Los campesinos protagonizaron el Gran Miedo, asaltando castillos e incendiando archivos señoriales. La Asamblea Nacional tuvo que actuar rápidamente y tomó medidas revolucionarias que cambiaron la historia.
Las decisiones más importantes fueron: la abolición de todos los privilegios feudales (4 de agosto), la aprobación de la Declaración de Derechos del Hombre y del Ciudadano (28 de agosto), y la elaboración de una Constitución en 1791 que establecía la separación de poderes y el sufragio censitario.
Durante la Monarquía Constitucional (1791-1792), se implantó el liberalismo económico con leyes que garantizaban la propiedad privada y la igualdad fiscal. Se produjo una desamortización de las tierras de la Iglesia, pero solo los ricos podían participar en política.

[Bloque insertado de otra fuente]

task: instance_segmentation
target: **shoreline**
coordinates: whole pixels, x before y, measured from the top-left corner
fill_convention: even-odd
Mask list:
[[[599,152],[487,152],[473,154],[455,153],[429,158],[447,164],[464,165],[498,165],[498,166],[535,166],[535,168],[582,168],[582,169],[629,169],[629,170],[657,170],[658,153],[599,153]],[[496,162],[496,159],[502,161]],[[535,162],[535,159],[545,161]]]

El final llegó cuando Luis XVI intentó huir a Austria en junio de 1791 para ponerse al frente de las tropas invasoras. Fue capturado en Varennes y devuelto a París, sellando así el destino de la monarquía.
Recuerda: El sufragio censitario significaba que solo votaban los hombres con cierto nivel económico, excluyendo al pueblo llano.